En utilisant un biomatériau de rigidité et de bioactivité contrôlées, deux équipes grenobloises révèlent un mécanisme de couplage étroit entre récepteurs de signaux d'adhérence et de différenciation cellulaire qui contrôle le changement d'identité cellulaire d'une cellule musculaire en cellule osseuse. Cette étude publiée dans la revue The Journal of Cell Biology, est une avancée importante dans la compréhension des phénomènes couplant la migration et la différenciation cellulaires lors du développement et ouvre la voie vers de nouvelles stratégies d'optimisation des biomatériaux en médecine régénérative.
Comprendre comment les cellules intègrent différents stimuli physico-chimiques et orientent les processus de différentiation reste une question importante en biologie cellulaire. La matrice extracellulaire est composée de protéines matricielles, de polysaccharides, de protéoglycanes tout en étant un réservoir de facteurs de croissance contrôlant leur distribution spatiale et leur bioactivité. Grâce à cette matrice, les cellules sont capables de percevoir les propriétés physico-chimiques de leur environnement et d'adapter leur forme, leur comportement migratoire, leur capacité à proliférer ou encore leur propre destinée. Il reste cependant difficile de discriminer l'impact d'un signal mécanique lié à rigidité de l'environnement cellulaire de celui d'un signal biochimique.
Les équipes de Corinne Albiges-Rizo à l'Institut Albert Bonniot et de Catherine Picart au laboratoire des Matériaux et du Génie Physique ont exploré les conséquences de la présentation physiologique d'un facteur de croissance BMP-2 (Bone Morphogenetic Protein 2) connu pour sa capacité à induire une différenciation osseuse et une régénération des os. Pour cela, les chercheurs ont mis à profit un biomatériau dont les propriétés mécaniques sont contrôlables et qui présente une forte affinité pour le facteur BMP-2, permettant ainsi de le localiser à la surface du biomatériau.

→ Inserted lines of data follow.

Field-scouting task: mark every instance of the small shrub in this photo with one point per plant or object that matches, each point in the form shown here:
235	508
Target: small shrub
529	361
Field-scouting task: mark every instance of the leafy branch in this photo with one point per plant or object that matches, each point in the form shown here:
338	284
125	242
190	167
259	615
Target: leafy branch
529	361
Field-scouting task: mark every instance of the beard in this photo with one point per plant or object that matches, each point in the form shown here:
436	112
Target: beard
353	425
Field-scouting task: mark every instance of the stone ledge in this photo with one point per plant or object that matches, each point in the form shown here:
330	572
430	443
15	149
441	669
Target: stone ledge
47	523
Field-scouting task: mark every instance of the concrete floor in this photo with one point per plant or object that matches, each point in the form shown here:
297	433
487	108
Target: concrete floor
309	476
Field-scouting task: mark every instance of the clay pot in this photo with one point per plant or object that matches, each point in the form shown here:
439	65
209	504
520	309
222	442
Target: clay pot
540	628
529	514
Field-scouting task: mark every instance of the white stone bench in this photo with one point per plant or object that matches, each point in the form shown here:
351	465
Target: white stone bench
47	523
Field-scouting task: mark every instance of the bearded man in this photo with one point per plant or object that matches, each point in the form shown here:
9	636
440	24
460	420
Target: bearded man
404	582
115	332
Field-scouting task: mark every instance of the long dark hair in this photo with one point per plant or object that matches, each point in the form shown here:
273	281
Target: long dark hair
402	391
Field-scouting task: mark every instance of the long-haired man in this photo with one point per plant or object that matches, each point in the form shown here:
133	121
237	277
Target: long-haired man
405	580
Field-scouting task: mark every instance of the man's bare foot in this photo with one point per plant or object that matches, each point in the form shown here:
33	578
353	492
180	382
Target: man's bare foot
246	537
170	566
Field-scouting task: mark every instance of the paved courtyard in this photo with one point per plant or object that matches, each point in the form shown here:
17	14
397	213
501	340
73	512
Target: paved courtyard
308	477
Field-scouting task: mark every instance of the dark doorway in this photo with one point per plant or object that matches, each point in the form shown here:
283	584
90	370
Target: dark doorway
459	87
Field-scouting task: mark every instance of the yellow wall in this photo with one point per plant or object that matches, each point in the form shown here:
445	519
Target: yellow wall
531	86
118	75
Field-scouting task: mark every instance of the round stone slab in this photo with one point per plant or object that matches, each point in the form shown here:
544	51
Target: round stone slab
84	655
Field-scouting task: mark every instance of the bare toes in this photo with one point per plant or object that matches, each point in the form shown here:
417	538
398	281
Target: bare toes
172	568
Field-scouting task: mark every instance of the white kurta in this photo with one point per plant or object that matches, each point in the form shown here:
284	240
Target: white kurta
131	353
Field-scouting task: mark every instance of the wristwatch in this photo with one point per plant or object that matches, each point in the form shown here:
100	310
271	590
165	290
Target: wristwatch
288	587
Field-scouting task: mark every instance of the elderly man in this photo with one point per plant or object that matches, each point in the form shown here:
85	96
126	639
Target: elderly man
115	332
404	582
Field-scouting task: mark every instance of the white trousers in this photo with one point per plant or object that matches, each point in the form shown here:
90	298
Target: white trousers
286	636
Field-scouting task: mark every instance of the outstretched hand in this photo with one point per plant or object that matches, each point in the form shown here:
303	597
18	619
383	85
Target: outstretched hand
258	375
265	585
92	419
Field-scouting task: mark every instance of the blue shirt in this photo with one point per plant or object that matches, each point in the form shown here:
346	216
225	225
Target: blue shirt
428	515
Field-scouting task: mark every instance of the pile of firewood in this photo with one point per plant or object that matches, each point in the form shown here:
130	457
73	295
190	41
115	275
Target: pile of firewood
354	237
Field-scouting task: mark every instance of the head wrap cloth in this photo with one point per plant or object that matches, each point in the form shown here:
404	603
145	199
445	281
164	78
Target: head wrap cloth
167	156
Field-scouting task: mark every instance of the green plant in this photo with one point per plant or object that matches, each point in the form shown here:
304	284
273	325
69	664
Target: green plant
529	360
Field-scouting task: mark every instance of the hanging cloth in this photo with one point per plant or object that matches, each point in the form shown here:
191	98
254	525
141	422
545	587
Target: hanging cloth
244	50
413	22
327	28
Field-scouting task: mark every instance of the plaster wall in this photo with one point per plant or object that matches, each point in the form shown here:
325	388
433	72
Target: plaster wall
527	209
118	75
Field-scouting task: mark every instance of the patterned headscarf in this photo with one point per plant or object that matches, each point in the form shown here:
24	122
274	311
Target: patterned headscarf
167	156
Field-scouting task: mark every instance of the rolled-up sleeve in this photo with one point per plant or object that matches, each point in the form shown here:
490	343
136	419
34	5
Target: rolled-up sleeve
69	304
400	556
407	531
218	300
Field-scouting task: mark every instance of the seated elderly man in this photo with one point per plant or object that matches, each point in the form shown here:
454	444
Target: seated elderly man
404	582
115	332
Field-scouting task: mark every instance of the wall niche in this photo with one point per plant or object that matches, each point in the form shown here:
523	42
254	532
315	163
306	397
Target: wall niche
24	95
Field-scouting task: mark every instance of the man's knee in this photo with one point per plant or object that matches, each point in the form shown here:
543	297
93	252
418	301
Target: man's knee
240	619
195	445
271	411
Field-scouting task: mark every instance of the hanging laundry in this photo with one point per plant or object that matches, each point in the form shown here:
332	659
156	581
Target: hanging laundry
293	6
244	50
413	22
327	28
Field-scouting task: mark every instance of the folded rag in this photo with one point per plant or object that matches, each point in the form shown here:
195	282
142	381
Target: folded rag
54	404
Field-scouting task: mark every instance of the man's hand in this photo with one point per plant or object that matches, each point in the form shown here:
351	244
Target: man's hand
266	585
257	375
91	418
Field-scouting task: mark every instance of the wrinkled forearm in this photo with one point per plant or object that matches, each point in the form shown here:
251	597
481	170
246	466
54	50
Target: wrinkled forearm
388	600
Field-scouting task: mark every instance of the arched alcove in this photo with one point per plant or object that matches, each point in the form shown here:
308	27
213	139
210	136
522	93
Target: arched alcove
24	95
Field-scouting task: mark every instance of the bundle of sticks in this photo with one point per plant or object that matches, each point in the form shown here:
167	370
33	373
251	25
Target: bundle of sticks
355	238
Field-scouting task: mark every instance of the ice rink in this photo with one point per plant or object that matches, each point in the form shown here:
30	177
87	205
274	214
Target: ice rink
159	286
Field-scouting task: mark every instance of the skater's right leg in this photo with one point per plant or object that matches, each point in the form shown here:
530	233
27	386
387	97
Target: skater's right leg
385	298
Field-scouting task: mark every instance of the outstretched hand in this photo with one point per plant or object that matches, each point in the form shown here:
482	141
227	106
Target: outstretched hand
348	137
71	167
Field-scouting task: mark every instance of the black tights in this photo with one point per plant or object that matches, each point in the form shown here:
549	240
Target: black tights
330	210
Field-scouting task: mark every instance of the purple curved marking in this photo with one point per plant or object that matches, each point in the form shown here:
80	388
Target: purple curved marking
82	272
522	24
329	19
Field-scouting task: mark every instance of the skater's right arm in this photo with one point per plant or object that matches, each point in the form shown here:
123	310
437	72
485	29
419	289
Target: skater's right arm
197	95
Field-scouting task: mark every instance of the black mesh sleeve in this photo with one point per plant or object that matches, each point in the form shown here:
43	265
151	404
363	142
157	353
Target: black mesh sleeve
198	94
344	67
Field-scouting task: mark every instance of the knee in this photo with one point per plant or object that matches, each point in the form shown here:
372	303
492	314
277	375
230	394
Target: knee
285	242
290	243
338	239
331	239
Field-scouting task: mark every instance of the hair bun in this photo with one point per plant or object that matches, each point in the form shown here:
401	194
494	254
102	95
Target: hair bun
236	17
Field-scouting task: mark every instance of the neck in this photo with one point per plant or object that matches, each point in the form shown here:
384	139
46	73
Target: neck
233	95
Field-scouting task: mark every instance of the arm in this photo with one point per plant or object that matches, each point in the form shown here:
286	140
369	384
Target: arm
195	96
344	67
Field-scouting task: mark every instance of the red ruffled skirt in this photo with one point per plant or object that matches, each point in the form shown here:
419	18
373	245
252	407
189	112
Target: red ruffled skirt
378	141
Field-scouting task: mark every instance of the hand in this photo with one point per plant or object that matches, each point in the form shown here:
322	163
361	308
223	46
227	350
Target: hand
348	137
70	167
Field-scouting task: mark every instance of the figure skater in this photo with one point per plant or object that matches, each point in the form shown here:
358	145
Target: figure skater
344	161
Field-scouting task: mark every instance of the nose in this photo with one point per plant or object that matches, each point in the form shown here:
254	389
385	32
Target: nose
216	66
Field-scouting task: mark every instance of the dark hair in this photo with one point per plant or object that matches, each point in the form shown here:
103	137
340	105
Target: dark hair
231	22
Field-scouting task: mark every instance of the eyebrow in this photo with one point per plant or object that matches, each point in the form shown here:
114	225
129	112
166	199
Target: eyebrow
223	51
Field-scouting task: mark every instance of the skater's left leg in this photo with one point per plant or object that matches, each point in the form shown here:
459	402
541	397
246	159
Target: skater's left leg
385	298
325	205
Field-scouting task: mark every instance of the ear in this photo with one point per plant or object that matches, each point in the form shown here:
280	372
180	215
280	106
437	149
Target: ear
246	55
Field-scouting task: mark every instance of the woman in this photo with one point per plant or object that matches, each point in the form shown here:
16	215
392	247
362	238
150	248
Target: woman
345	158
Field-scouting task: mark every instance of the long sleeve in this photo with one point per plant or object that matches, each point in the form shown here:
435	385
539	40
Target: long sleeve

Les résultats montrent que le signal biochimique fourni par le BMP-2 lié au biomatériau est suffisant pour induire un étalement de cellules musculaires, qui est lui-même dépendant du récepteur d'adhésion (intégrine 3), en outrepassant le signal dû à la rigidité du biomatériau. L'organisation du cytosquelette d'actine et la dynamique des sites d'adhérence s'en trouvent impactées. En retour, l'intégrine 3 est indispensable pour activer le récepteur au BMP-2 (BMPR) et la voie de signalisation en aval associée (Smad) qui est cruciale pour la différenciation ostéogénique. L'intégrine b3 impacte la signalisation Smad en la contrôlant à deux niveaux: à la membrane cellulaire en contrôlant l'activité même du BMPR et plus en aval, en contrôlant une kinase inhibitrice de la voie Smad (appelée GSK3).
Ces travaux mettent en évidence l'action coordonnée entre deux récepteurs membranaires, le récepteur BMPR et l'intégrine b3, pour contrôler la signalisation Smad et l'homéostasie cellulaire. Ce travail a permis de décrypter les mécanismes moléculaires permettant le couplage et la coordination fonctionnelle entre l'adhérence cellulaire et l'engagement vers une différenciation cellulaire donnée, deux processus fondamentaux de la biologie du développement et de la médecine régénératrice.
Cette étude est le fruit d'un projet interdisciplinaire développé par Laure Fourel dans la perspective de comprendre les mécanismes de l'adaptation des cellules à leur environnement et optimiser les matériaux biomimétiques pour l'ingénierie des tissus osseux.